Le torchon brûle entre le gouvernement de Luc Frieden et les deux plus grands syndicats du pays, depuis le 8 octobre 2024. Jour où les syndicats ont laissé en plan le ministre du Travail, Georges Mischo, en pleine réunion du Comité permanent du travail et de l’emploi. Le ministre venait de leur dire qu’il prévoyait qu’à l’avenir, les conventions collectives pourraient être négociées dans les entreprises, sans présence syndicale. S’attaquant à une des raisons d’être de l’OGBL et du LCGB, les deux seuls syndicats représentatifs au niveau national.

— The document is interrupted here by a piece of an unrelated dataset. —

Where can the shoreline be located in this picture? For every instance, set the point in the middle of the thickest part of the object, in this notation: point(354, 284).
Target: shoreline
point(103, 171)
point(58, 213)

Les syndicats considèrent que deux nouvelles salves, à savoir les annonces du gouvernement d’élargir à 8 heures le travail du dimanche pour les salariés du commerce et de l’artisanat, et de généraliser les heures d’ouverture des commerces (de 5h à 22h du lundi au vendredi et de 5h à 19h le week-end) ont fait déborder le vase de l’acceptable. Voilà donc quatre mois, que le dialogue social est rompu entre un gouvernent CSV-DP qui décide et des syndicats qui s’estiment laissés sur la touche sur des questions cruciales concernant directement les salariés.
Les tentatives de désamorçage du conflit ouvert, menées jusqu’ici pas le ministre du Travail qui a rétropédalé et par le Premier ministre qui avait “confirmé le droit des syndicats de négocier des conventions collectives” devant la presse, fin octobre, sont restés vaines.
C’est la paix sociale qui est en jeu au Luxembourg en ce début 2025. “Dans un pays qui dépend de manière urgente de la paix sociale, et qui en a même fait un argument pour attirer les investisseurs étrangers, c’est bien de respecter les syndicats quand ils sont dans leur rôle”, avait gentiment rappelé à son successeur, l’ancien Premier ministre CSV, Jean-Claude Juncker, la veille de Noël.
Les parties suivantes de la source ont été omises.